U.S. officials are discussing with Middle East governments the steps needed to ensure that Syria's chemical and biological weapons sites are secured when President Bashar al-Assad leaves office, Defense Secretary Leon Panetta said Thursday.
"We're not talking about ground troops, but it depends on what ... happens in a transition," he told reporters.
Asked whether he had ruled out putting U.S. troops in Syria to secure such weapons, Panetta said: "You always have to keep the possibility that, if there is a peaceful transition and international organizations get involved, that they might ask for assistance in that situation. But in a hostile situation, we're not planning to ask for that."
Preventing Syria from using chemical weapons once its military has moved to use them "would be almost unachievable," said U.S. Army Gen. Martin Dempsey, chairman of the Joint Chiefs of Staff.
"You would have to have such clarity of intelligence, you know, persistent surveillance, you'd have to actually see it before it happened, and that's unlikely, to be sure," Dempsey said.
The discussion came as the Syrian government accused the diplomat leading the international effort to forge peace of being biased in favor of the enemies of Damascus.
Lakhdar Brahimi, the U.N. and Arab League joint special envoy to Syria, has "deviated from the essence of his mission and clearly unveiled his bias to circles known for conspiring against Syria and the interests of the Syrian people who have not read the political program for solving crisis objectively," a state report said.
The state-run Syrian Arab News Agency quoted an official source at the Foreign and Expatriates Ministry.

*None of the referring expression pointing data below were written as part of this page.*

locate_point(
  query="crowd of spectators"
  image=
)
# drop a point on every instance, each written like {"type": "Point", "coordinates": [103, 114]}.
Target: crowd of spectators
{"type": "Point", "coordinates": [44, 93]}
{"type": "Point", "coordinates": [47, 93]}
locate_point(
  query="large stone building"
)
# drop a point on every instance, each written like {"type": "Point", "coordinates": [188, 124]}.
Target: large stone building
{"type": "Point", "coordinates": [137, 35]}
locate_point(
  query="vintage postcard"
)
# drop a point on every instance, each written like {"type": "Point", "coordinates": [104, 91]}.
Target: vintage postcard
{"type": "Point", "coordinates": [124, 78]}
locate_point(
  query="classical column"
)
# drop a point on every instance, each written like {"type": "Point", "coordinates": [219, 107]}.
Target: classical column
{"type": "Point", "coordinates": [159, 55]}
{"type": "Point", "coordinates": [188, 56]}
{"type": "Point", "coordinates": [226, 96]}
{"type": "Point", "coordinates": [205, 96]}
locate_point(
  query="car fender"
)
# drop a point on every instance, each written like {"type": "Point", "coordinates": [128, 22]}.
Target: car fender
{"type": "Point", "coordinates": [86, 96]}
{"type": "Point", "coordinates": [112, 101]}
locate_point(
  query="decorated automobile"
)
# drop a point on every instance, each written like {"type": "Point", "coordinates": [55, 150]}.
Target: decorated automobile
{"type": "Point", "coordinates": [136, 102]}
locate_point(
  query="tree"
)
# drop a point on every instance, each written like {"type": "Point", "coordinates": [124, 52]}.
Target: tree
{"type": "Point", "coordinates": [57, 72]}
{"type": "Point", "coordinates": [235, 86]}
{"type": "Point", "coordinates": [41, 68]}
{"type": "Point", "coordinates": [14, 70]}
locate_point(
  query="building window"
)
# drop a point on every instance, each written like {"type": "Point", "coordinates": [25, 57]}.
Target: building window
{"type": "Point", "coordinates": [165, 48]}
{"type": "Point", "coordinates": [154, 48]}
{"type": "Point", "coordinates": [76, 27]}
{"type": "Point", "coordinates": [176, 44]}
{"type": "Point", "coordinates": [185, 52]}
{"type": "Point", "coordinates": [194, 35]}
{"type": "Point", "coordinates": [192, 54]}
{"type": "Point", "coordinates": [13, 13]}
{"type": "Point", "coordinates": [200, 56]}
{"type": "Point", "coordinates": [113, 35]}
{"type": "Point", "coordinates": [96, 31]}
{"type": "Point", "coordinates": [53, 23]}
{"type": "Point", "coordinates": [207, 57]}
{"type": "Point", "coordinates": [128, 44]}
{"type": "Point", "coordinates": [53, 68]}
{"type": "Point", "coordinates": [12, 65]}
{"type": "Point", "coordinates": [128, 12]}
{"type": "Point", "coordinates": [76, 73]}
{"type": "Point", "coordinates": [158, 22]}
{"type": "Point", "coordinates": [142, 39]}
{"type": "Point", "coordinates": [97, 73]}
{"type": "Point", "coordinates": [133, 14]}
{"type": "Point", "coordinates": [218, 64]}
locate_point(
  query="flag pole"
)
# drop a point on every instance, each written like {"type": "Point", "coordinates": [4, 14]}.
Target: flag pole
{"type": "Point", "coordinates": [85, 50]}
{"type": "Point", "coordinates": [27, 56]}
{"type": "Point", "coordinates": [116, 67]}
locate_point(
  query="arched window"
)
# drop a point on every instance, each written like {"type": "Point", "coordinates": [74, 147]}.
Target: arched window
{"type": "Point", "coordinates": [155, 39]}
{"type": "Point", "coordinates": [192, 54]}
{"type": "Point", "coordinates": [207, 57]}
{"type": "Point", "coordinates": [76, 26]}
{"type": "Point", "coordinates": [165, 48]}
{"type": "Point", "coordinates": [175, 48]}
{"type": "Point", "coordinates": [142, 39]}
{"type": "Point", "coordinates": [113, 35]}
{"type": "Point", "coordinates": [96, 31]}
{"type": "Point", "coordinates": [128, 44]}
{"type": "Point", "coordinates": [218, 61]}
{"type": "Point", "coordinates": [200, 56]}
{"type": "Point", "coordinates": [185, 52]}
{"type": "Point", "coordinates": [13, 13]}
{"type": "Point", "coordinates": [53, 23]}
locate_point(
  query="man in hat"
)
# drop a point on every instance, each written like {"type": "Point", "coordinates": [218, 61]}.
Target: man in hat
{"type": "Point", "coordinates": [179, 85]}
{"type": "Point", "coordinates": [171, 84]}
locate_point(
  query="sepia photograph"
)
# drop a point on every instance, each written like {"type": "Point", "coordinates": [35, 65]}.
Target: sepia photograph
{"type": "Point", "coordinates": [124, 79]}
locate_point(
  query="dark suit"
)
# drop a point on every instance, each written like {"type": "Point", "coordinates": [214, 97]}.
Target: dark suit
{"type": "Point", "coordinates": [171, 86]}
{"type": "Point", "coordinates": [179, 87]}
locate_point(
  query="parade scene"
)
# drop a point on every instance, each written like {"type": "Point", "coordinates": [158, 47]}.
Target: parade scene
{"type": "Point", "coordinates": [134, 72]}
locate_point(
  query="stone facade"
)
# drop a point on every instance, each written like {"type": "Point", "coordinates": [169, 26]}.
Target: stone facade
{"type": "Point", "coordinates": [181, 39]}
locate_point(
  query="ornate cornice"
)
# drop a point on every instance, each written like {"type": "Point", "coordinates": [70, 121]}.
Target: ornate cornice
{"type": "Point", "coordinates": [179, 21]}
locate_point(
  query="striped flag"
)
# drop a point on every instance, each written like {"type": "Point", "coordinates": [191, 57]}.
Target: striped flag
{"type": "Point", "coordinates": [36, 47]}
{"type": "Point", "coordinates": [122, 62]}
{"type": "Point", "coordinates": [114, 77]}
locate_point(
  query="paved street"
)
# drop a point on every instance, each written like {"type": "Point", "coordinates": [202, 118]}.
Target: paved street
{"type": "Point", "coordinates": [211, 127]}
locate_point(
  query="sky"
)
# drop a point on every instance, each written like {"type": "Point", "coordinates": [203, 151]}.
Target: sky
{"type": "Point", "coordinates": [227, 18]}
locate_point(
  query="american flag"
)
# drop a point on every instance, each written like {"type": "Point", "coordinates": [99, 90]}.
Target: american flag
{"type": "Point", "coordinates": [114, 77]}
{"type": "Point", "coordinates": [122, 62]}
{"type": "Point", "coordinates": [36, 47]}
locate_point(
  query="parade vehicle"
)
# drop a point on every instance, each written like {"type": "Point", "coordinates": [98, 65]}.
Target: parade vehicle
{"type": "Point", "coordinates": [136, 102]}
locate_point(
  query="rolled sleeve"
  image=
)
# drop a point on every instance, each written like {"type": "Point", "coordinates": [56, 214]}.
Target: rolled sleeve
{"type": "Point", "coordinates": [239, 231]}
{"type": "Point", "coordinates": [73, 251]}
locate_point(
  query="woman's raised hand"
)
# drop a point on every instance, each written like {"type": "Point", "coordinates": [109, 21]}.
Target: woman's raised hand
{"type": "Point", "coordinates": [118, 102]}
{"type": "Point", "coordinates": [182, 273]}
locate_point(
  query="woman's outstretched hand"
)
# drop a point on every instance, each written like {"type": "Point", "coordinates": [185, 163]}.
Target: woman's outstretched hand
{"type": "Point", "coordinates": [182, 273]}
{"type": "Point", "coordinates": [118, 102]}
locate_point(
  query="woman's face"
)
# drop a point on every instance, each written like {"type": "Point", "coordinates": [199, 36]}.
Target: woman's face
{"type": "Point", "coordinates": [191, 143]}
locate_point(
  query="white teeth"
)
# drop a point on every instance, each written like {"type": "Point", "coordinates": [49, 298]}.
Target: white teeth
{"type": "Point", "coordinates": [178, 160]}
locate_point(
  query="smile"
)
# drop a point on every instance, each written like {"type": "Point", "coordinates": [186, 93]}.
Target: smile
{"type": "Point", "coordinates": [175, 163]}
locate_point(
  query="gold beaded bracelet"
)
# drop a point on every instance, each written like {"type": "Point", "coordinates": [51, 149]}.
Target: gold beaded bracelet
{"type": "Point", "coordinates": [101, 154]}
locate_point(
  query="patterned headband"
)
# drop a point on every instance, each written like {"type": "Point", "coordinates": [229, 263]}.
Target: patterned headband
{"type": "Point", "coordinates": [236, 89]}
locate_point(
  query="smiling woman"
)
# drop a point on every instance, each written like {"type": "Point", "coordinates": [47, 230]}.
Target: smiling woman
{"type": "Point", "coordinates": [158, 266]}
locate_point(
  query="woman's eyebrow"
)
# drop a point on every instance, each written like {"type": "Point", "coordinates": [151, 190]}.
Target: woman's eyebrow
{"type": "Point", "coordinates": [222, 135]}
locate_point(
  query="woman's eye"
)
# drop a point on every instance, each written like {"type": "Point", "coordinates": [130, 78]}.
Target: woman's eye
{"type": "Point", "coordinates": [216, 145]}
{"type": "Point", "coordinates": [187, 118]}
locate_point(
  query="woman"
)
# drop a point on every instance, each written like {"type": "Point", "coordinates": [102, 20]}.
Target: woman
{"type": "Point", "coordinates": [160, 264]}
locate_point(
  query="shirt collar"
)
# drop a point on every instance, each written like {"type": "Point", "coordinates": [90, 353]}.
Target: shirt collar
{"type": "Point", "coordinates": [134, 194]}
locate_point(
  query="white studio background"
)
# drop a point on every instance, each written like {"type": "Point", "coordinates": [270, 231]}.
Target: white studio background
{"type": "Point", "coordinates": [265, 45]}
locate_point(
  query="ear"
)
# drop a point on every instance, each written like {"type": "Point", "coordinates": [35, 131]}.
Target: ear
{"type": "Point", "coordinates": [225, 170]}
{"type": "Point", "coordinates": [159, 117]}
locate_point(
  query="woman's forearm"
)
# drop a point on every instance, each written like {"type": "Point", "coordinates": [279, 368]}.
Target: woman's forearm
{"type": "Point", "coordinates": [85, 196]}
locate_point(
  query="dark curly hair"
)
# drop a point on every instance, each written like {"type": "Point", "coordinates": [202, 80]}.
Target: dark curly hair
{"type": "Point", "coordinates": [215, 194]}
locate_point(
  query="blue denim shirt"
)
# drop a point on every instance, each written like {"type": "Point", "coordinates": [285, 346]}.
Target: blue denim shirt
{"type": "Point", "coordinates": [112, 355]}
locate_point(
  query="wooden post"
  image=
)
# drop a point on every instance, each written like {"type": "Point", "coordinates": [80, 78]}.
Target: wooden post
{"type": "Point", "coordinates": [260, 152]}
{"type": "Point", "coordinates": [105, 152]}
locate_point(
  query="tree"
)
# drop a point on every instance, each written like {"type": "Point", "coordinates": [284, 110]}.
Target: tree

Syria's remarks came after the BBC interviewed Brahimi, who has been trying to persuade the government and rebels to cease hostilities and to urge world powers to move toward a political settlement and end a civil war that has killed more than 60,000 people.
Brahimi told the BBC that al-Assad told him last month that "he was thinking of taking a new initiative." Brahimi was quoted as saying he told al-Assad that "it would have to be different from initiatives in the past ... which had not changed the situation one iota."